Vous êtes né au Niger, à Agadez. Vous avez eu une enfance privilégiée. Pourquoi avoir quitté ce pays que vous aimez tant ?Quand mon père est devenu préfet, on a été obligé de le suivre ! Au Niger, je ne suis jamais resté plus de trois mois dans une ville. Nous étions réellement des itinérants ! Je me faisais des amis un peu partout. Mais il est vrai que, aujourd’hui, quand j’y repense, à l’inverse de beaucoup de gens je n’ai aucun ami d’enfance. Puis mon père a été nommé ambassadeur du Niger en Côte d’Ivoire, puis au Cameroun et au Nigeria… J’ai finalement toujours suivi ! Sans souffrance, ni trop de regrets.
Etes-vous croyant ?Ma famille est très croyante et je suis moi-même musulman. Mon prénom a d’ailleurs une signification. Mamane, en haoussa, veut dire Mohamed, et c’est mon prénom à l’état-civil ! Mais au Niger, tout le monde m’appelle Mamane. Alors, quand j’ai dû choisir un nom de scène, je l’ai choisi comme une évidence pour rendre hommage à mes racines.
Après une longue période en France, où vous avez une maison, à Montauban, vous décidez de rentrer en Afrique…C’est un retour professionnel et affectif. Je ne me voyais pas continuer une carrière en France en laissant l’Afrique derrière moi. Je suis aujourd’hui en paix avec moi-même. Je voulais venir m’engager sur le terrain, rendre à l’Afrique ce qu’elle m’a donné. Je suis parti avec une bourse d’Etat du Niger et je ne suis pas devenu le physiologiste que j’aurais dû devenir. Donc il faut que je sois là pour mon pays, en professionnalisant l’humour ! D’abord en Côte d’Ivoire, puis au Niger. Aujourd’hui, ce n’est qu’une première étape.
Une première étape qui va vous permettre de créer une école d’humour au Niger ! Idéalement, j’aimerais que l’école sorte du sol en 2019. J’ai déjà l’accord du gouvernement, les plans, le lieu… Tout est prêt ! L’établissement sera en périphérie de Niamey, sur 7 000 mètres carrés, avec un théâtre de verdure, une dizaine de chambres pour les internes, un auditorium, deux salles de classe, une salle de spectacle ouverte ou encore des bureaux administratifs. Et, évidemment, je donnerai des cours ! On sélectionnera des élèves confirmés, mais aussi des débutants. Je souhaite donner sa chance à tout le monde.

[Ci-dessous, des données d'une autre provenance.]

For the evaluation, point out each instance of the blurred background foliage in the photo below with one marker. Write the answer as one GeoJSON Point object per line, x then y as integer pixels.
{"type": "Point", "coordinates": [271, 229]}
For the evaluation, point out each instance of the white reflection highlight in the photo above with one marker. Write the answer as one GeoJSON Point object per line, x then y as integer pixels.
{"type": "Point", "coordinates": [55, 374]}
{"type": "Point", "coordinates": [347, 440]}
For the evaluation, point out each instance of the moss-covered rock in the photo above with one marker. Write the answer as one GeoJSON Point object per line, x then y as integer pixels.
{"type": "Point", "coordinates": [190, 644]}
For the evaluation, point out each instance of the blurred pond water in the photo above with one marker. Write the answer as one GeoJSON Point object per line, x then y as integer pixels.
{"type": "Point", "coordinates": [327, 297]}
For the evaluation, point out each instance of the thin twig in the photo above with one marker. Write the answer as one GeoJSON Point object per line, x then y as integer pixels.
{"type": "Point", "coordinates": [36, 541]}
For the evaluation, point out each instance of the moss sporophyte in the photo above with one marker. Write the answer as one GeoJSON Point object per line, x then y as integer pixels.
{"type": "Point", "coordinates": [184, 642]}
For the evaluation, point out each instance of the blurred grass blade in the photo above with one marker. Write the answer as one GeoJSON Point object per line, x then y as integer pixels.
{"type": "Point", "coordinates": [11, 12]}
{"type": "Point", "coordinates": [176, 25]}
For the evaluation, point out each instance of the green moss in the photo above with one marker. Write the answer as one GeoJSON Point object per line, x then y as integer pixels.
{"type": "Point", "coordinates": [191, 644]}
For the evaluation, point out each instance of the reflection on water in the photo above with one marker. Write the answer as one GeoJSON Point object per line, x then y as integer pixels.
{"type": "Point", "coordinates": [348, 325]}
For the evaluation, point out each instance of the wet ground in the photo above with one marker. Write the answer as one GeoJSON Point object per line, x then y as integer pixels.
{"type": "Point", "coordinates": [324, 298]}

Est-ce que créer une école de ce type au Niger est plus compliqué qu’ailleurs ?Rien n’est simple. Mais si on se dit que c’est difficile, on ne fait rien. Pourquoi les Africains aujourd’hui tentent-ils de passer la Méditerranée parfois au prix de leur vie ? Car l’avenir en Afrique est bouché. Pourquoi rejoignent-ils les groupes terroristes Daech ou Aqmi ? Car l’avenir est bouché. Donc tout ce qui peut donner une perspective est bon à prendre. Je veux créer une économie de l’humour et je vais y arriver.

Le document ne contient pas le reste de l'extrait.